Unlike most crowdfunding platforms – which focus on delivery of a single product or experience – Patreon provides its members with a way to charge a monthly subscription fee for an ongoing service, from which it takes a cut.

In many cases, this involves the delivery of podcasts, music, training videos and artistic performances.

But on 17 October, the site’s legal chief said he had become concerned that “a small number of creators” were involved in the creation of what he termed fringe adult content.

Image copyright Patreon Image caption Patreon says more than 50,000 creators use its platform to earn money

As a result, the San Francisco-based firm’s community guidelines were amended to state: “You can’t use Patreon to raise funds in order to produce pornographic material such as maintaining a website, funding the production of movies, or providing a private webcam session.”

Prior to this the wording was less detailed, stating instead that “Patreon is not for pornography, but some of the world’s most beautiful and historically significant art depicts nudity and sexual expression”. It had added that “suggestive imagery” was permitted if marked NSFW (not safe for work).

Billion dollar business

Although Patreon has indicated there has not been a major policy shift, the letter references a blogger who claims there has indeed been a “substantial change after a long period of stasis”.

“Porn is a multi-billion dollar industry mostly in the hands of well-heeled men,” the letter adds.

“You were helping us hold it in our own hands. We ask you to take a stand on behalf of the sex workers who use your platform, their fans, and everyone who supports freedom of expression.”
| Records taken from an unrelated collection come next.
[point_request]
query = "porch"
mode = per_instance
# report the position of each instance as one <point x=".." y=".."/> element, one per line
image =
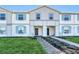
<point x="44" y="30"/>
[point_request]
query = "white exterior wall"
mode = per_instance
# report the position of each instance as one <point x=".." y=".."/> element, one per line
<point x="31" y="22"/>
<point x="14" y="31"/>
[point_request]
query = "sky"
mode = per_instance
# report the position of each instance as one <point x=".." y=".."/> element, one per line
<point x="61" y="8"/>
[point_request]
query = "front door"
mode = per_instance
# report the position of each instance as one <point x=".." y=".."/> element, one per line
<point x="47" y="31"/>
<point x="36" y="31"/>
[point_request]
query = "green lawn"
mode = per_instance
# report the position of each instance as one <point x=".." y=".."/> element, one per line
<point x="73" y="39"/>
<point x="20" y="45"/>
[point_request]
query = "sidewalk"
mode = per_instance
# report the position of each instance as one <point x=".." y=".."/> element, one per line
<point x="48" y="47"/>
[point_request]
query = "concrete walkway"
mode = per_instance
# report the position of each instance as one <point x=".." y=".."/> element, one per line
<point x="71" y="44"/>
<point x="48" y="47"/>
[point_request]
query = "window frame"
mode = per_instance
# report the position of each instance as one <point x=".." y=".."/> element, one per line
<point x="66" y="15"/>
<point x="17" y="29"/>
<point x="3" y="30"/>
<point x="63" y="29"/>
<point x="23" y="15"/>
<point x="38" y="16"/>
<point x="49" y="15"/>
<point x="1" y="16"/>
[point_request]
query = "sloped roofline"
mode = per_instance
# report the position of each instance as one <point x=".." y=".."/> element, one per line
<point x="39" y="8"/>
<point x="6" y="9"/>
<point x="46" y="7"/>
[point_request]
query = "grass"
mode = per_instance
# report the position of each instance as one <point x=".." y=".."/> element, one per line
<point x="20" y="45"/>
<point x="73" y="39"/>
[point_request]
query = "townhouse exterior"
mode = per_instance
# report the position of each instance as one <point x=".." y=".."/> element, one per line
<point x="42" y="21"/>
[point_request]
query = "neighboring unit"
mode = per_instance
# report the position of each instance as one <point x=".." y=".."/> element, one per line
<point x="43" y="21"/>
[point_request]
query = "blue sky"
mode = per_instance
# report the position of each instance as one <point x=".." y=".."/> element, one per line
<point x="62" y="8"/>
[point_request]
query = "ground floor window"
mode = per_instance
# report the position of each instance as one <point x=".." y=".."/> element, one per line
<point x="78" y="29"/>
<point x="20" y="29"/>
<point x="66" y="29"/>
<point x="2" y="29"/>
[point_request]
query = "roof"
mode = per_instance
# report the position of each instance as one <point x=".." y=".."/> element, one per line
<point x="5" y="9"/>
<point x="39" y="8"/>
<point x="46" y="7"/>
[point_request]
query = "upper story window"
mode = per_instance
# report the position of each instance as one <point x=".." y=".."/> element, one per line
<point x="66" y="29"/>
<point x="38" y="16"/>
<point x="20" y="29"/>
<point x="2" y="16"/>
<point x="78" y="29"/>
<point x="21" y="16"/>
<point x="51" y="16"/>
<point x="66" y="17"/>
<point x="2" y="29"/>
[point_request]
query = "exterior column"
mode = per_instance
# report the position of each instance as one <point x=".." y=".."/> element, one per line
<point x="44" y="30"/>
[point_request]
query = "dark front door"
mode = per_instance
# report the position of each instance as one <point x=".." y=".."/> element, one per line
<point x="47" y="31"/>
<point x="36" y="31"/>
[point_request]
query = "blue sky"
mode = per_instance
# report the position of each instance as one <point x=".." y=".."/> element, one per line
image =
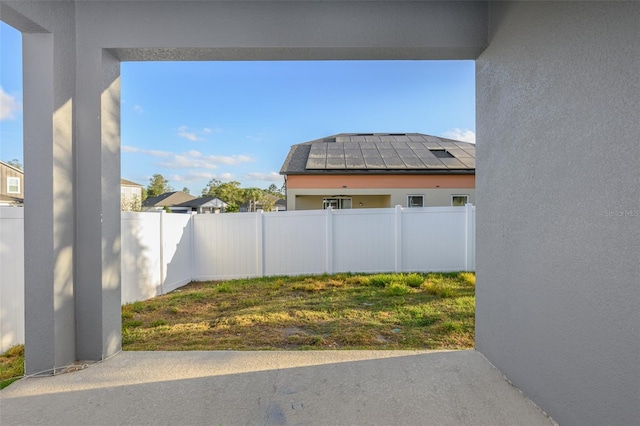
<point x="194" y="121"/>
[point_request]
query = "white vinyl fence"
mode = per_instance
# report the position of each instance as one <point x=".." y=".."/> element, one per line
<point x="161" y="252"/>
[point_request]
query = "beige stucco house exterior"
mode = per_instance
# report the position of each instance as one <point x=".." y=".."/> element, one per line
<point x="11" y="185"/>
<point x="130" y="195"/>
<point x="377" y="170"/>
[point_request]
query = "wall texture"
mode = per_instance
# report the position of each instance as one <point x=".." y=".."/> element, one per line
<point x="558" y="312"/>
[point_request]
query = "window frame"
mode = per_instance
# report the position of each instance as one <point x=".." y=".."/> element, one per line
<point x="411" y="196"/>
<point x="459" y="195"/>
<point x="17" y="185"/>
<point x="340" y="201"/>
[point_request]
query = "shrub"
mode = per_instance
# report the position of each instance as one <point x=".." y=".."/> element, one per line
<point x="397" y="289"/>
<point x="413" y="280"/>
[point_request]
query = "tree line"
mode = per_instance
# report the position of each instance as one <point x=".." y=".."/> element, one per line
<point x="229" y="192"/>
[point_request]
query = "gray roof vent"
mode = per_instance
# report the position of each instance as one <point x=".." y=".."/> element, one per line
<point x="441" y="153"/>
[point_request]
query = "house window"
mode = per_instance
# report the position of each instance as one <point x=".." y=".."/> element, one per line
<point x="415" y="201"/>
<point x="13" y="185"/>
<point x="336" y="203"/>
<point x="459" y="200"/>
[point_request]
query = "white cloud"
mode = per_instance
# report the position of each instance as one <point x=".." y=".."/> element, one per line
<point x="464" y="135"/>
<point x="8" y="105"/>
<point x="267" y="177"/>
<point x="184" y="132"/>
<point x="153" y="153"/>
<point x="196" y="135"/>
<point x="191" y="159"/>
<point x="230" y="160"/>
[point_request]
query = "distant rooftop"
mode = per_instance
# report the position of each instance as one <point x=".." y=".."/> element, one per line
<point x="381" y="153"/>
<point x="168" y="199"/>
<point x="125" y="182"/>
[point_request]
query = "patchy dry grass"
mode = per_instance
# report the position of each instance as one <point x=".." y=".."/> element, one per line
<point x="343" y="311"/>
<point x="11" y="365"/>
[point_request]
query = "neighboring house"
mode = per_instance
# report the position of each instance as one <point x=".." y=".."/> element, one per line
<point x="11" y="185"/>
<point x="130" y="195"/>
<point x="205" y="205"/>
<point x="273" y="204"/>
<point x="168" y="201"/>
<point x="374" y="170"/>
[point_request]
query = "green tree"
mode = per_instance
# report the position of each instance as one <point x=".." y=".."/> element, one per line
<point x="274" y="190"/>
<point x="158" y="185"/>
<point x="15" y="163"/>
<point x="229" y="192"/>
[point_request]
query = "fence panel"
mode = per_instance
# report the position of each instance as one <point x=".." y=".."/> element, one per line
<point x="364" y="240"/>
<point x="295" y="243"/>
<point x="433" y="239"/>
<point x="141" y="256"/>
<point x="161" y="252"/>
<point x="11" y="277"/>
<point x="177" y="246"/>
<point x="225" y="246"/>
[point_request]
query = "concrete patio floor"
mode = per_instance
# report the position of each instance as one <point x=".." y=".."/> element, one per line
<point x="274" y="388"/>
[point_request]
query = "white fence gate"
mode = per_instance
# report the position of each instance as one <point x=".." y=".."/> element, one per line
<point x="161" y="252"/>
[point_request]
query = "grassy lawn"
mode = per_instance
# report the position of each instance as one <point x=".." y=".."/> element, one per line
<point x="11" y="365"/>
<point x="343" y="311"/>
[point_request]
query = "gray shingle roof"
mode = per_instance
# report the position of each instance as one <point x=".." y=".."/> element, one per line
<point x="169" y="199"/>
<point x="380" y="153"/>
<point x="204" y="202"/>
One academic said that Patreon might want to avoid the risk of being associated with “exploitation” but that censorship carried its own risks.
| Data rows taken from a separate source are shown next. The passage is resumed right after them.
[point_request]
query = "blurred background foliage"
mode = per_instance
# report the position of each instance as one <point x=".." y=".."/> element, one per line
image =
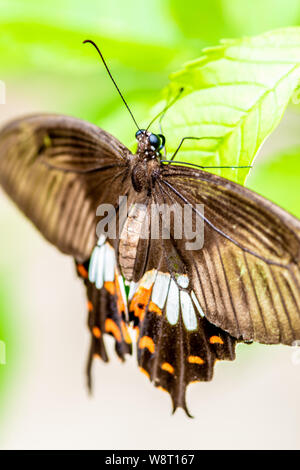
<point x="41" y="49"/>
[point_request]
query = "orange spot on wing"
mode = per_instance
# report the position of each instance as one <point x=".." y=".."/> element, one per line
<point x="110" y="287"/>
<point x="96" y="332"/>
<point x="195" y="360"/>
<point x="168" y="367"/>
<point x="112" y="327"/>
<point x="139" y="302"/>
<point x="145" y="372"/>
<point x="147" y="342"/>
<point x="125" y="333"/>
<point x="216" y="340"/>
<point x="82" y="271"/>
<point x="162" y="388"/>
<point x="154" y="308"/>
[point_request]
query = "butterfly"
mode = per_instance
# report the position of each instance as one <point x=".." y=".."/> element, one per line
<point x="188" y="307"/>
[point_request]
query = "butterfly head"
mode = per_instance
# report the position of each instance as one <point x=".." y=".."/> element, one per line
<point x="149" y="145"/>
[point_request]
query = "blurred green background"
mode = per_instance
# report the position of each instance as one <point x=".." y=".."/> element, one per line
<point x="46" y="68"/>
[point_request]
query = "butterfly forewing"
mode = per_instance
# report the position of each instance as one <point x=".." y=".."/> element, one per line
<point x="247" y="275"/>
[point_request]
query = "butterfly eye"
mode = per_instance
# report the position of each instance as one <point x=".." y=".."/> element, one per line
<point x="139" y="132"/>
<point x="154" y="140"/>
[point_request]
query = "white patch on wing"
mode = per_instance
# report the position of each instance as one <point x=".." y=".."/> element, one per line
<point x="148" y="279"/>
<point x="183" y="281"/>
<point x="122" y="289"/>
<point x="188" y="311"/>
<point x="93" y="264"/>
<point x="101" y="240"/>
<point x="109" y="263"/>
<point x="160" y="289"/>
<point x="132" y="289"/>
<point x="172" y="308"/>
<point x="100" y="268"/>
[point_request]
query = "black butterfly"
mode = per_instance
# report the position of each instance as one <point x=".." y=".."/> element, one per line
<point x="189" y="307"/>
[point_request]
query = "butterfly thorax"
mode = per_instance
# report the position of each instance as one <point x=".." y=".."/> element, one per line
<point x="145" y="164"/>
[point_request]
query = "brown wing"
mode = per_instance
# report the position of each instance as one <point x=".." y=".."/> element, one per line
<point x="171" y="354"/>
<point x="58" y="169"/>
<point x="247" y="275"/>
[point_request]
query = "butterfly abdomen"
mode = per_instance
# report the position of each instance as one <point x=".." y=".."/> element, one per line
<point x="133" y="241"/>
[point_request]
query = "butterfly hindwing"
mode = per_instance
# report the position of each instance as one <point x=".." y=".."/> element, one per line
<point x="176" y="345"/>
<point x="247" y="275"/>
<point x="106" y="304"/>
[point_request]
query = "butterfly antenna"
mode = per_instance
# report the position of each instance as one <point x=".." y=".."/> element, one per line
<point x="163" y="112"/>
<point x="112" y="78"/>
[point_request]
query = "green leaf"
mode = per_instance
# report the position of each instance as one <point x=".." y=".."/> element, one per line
<point x="234" y="97"/>
<point x="277" y="179"/>
<point x="210" y="21"/>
“There’s a lot of amateur work on Patreon that blurs the line, including people who draw erotic images that are likely to be affected by this,” commented Dr Bernie Hogan from the University of Oxford’s Internet Institute.

“And for some people, the notion that there is a strong distinction between porn that is bad and other expression that is good is not as tenable as it used to be.

“But it makes sense that [Patreon] would try to get more conservative as it tries to scale up. And I imagine there has been a particular use case… that has been trouble for it.”